Chapter 7 illustrates how to apply financial measures to a technology business. For example, gross margin is the best measure of the value added by a technology, and it has the added advantage that it is relatively difficult to distort. Asset turns also is hard to fudge, and it measures inertia as the firm gets locked into assets that may keep it from changing direction quickly, thereby making it a poorer scramble competitor. The author makes a couple of valuable points, one of which is that no one measure will do: you need several measures to manage different facets of performance. If management emphasizes just one measure, they are likely to get just this, as the business fails in another dimension. Another recommendation is to avoid forward pricing, in which price is dropped aggressively on a new technology in hopes of forcing market growth. Performance buyers in the early stages are able and willing to pay high prices. Curiously, dropping prices can alienate them, as it undermines the exclusiveness of their purchase. Consequently, forward pricing rarely succeeds; in fact, it just gives money away.

In addition to the useful tools and concepts it provides, this book’s strength is the numerous and varied examples used. These include the evolution of sneakers into engineered athletic footwear, a revolution that has occurred in billboard production, high-tech tools applied to frozen-pea sorting, carbon-fiber composites transferred from yachts to oil wells, engineered roof trusses that have revolutionized the building industry, and a sandpaper company that out-technologized 3M.

This book’s main weakness is an acute lack of references, outside substantiation, or sources for further study. Rogers [[5]] would provide a solid foundation for this work, but Hruby gives it only passing mention (p. 188). Moore [[4]], who focuses more narrowly on high technology, has much to say about moving from an exotic to a specialty. Christiansen [[1]], as already mentioned, provides a good foundation for Hruby’s more action-oriented approach. Mr. Hruby has a space on his website where I hope he will provide such references later.

I found the book’s graphics to be rather vague: for example, the y-axis on several graphs is unclear. Finally, this book uses an innovative learning tool—a series of “tips,” one of which appears in each chapter—that did not live up to its potential. These tips do not highlight the chapter’s most important point; they are inserted without being developed, and they seem vague to me. For example, the tip for the highly useful Chapter 9 discussed above is “Small work groups are the main tool for achieving technological change in business” (p. 192).

Preston G. Smith
New Product Dynamics


1. Christiansen, Clayton M. The Innovator’s Dilemma. Boston: Harvard Business School Press, 1997.

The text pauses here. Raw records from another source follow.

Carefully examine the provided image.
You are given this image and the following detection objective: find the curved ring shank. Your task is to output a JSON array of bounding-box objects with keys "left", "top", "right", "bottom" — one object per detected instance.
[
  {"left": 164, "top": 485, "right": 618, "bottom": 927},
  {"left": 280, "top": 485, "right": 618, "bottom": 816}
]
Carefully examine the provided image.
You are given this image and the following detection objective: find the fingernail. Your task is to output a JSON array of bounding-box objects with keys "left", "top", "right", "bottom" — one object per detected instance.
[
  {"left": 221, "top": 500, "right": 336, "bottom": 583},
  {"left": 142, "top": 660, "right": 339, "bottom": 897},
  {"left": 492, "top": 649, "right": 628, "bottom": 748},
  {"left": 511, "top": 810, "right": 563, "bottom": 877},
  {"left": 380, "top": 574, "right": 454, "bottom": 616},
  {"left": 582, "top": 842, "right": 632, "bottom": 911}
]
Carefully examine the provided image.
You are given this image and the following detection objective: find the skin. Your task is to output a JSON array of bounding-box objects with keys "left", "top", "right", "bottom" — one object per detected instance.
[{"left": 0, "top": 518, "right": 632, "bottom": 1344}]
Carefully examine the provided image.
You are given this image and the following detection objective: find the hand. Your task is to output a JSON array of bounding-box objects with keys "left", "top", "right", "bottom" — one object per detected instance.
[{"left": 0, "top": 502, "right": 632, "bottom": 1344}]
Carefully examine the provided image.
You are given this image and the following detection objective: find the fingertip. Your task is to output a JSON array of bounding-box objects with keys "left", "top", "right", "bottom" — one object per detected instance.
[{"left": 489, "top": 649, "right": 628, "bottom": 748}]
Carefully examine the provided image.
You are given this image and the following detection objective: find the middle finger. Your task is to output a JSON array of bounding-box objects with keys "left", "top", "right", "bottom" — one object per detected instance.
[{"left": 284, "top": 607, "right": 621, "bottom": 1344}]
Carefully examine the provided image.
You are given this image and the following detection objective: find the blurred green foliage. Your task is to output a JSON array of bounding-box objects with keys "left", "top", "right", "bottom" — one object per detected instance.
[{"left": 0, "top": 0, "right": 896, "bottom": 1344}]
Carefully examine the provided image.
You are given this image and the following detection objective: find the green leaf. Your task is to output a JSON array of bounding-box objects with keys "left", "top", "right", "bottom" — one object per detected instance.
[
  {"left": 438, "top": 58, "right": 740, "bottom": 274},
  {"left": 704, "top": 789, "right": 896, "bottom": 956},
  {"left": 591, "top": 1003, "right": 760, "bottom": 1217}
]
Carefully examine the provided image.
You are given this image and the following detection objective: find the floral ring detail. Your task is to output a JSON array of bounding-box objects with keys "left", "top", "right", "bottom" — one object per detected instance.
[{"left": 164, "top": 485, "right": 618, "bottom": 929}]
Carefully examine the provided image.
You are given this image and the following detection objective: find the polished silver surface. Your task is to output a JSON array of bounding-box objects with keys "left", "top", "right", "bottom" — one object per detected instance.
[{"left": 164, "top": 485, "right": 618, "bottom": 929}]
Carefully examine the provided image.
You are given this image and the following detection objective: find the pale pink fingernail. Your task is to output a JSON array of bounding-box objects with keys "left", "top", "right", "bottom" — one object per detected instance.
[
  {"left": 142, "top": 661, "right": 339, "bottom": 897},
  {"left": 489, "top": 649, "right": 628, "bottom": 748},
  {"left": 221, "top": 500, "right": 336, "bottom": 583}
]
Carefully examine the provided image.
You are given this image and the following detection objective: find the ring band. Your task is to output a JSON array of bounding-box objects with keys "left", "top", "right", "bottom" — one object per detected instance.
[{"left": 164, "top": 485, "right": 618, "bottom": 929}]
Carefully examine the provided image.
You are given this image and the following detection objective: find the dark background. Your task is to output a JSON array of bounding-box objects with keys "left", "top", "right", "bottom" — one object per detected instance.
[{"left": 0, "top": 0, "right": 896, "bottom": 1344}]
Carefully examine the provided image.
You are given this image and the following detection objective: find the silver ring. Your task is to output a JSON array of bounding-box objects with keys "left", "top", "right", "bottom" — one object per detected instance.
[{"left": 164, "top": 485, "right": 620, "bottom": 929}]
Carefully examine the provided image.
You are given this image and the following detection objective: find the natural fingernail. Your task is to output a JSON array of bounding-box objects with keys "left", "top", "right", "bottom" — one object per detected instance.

2. Cooper, Robert G. Product Leadership. Reading, MA: Perseus Books, 1998.

3. See Foster, Richard N. Innovation: The Attacker’s Advantage. New York: Summit Books, 1986.

4. Moore, Geoffrey A. Crossing the Chasm. New York: Harper Business, 1991.

5. Rogers, Everett M. Diffusion of Innovations, 4th edition. New York: The Free Press, 1995.

6. Rosenau, Jr., Milton D. (ed.). The PDMA Handbook of New Product Development. New York: John Wiley & Sons, 1996.

(Reviewed in the Journal of Product Innovation Management, May 2000, pp. 246-248.)